In college, Alex had dated a humorless astrophysics major, now the youngest full professor of something at MIT; after a few months of growing intimacy, she’d felt obliged to introduce us. The three of us met for dinner at a Cambodian restaurant not far from campus where, slamming can after can of Angkor, I insisted the Apollo moon landing had been faked. I was so persistent, he believed I was at least half serious and it drove him insane. Long after it had ceased to be funny, and after Alex had repeatedly tried to change the subject, I was still passionately identifying supposed inconsistencies in the images and astronauts’ reports. (I was familiar with the arguments of disbelievers from a paper I’d written about conspiracy theories for a psychology course.) The scientist couldn’t stand me, was clearly baffled by how Alex could consider me her best friend; she was furious, dodged calls from me for days.
Now we were sitting side by side on a lawn swing in the middle of an expansive, unkempt backyard in New Paltz, and, having indicated the gibbous moon visible in the daytime sky above us, I was again listing the reasons why I “believed” the landing was a hoax. Over the years this had become one of our ritual ways of affirming the priority of our relationship over other modes of coupling — half inside joke, half catechism.

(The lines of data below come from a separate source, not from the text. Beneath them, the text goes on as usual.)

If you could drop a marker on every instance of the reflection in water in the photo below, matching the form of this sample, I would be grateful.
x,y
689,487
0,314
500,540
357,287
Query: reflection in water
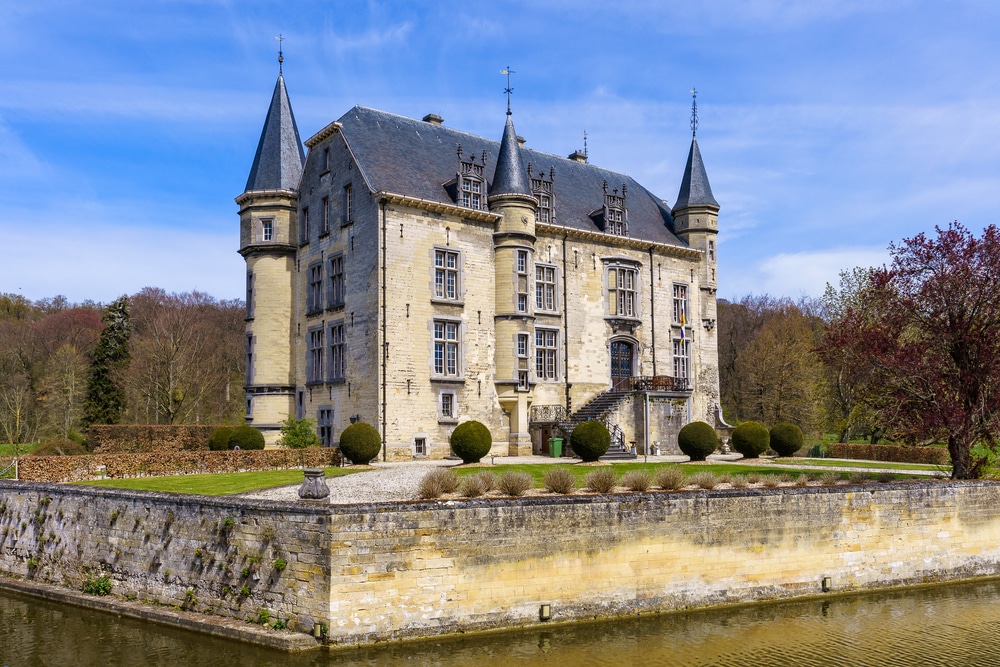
x,y
947,625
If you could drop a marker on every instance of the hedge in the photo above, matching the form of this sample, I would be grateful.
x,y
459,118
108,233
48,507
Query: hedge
x,y
896,453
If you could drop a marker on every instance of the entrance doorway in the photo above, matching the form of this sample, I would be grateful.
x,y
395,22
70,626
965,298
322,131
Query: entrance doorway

My arm was around her, and the cancer had spread to her mother’s spine.
“There appear to be ‘hot spots’ in some photos indicating that a large spotlight was used.”
“You can see the spotlight when Aldrin emerges from the lander.”
“And why would they fake it?” her emaciated mother asked, laughing. Now it was night and we were sitting in the screened-in porch, Alex’s stepfather in the kitchen preparing a bland meal rich in bioflavonoids while the three of us smoked some of the marijuana I’d brought at her mom’s request, her doctor’s off-the-record suggestion. With what I thought of as my advance, I’d purchased from a head shop on Saint Mark’s what Jon described as the “Rolls-Royce of vaporizers”; there would be no carcinogenic particulates to irritate her throat. We passed a small balloon filled with the vapor back and forth between our wicker chairs. The head scarf she wore was gold; the otherwise tasteless vapor had a note of mint.
“Are you kidding, Emma?” I asked with mock incredulity, intensity. “Cold War space race? Kennedy talking about the ‘final frontier’?”
“The ‘final frontier’ is a phrase from Star Trek,” Alex corrected me.
“Whatever,” I said. “The moon landings stop suddenly in 1972. The same year the Soviets develop the capacity to track deep spacecraft. Or to discover we had no spacecraft deep in space.”
“That’s around the end of official military involvement in Vietnam,” Alex’s stepdad said, as he brought in a tray of sliced vegetables and hummus. “Televised landings could have been an attempt to distract Americans from the war.”
“That’s good thinking, Rick,” Emma and Alex both laughing at my mock professorial tone. Rick sat, opened a beer, ate a slice of yellow pepper, then stood up and returned to the kitchen, forgetting the beer; he couldn’t sit still for half a minute. Soon Alex followed him in.
“Not to mention NASA having an interest in securing funding,” I said, but knew the joking was over. Emma chuckled politely in the changed air. I had to fight back my tendency to fill the ensuing silence. A minute or so later:
“So we don’t know how long this is going to take,” she said, and by “this” she meant dying. I swallowed the cliché about none of us knowing how much time we had, and said:
“We’ll be with you. Every step of the way.” She looked at me steadily; I felt thanked.
“It’s not any of my business,” she said after a while, “but I don’t want you two to — how should I put this. I’m a little worried — I’m worried you and Alex might be rushing into all of that because of this,” where “that” meant procreation.
“She’s wanted a kid for a long time,” I said, but thought of my dad’s brief and ill-conceived marriage to Rachel.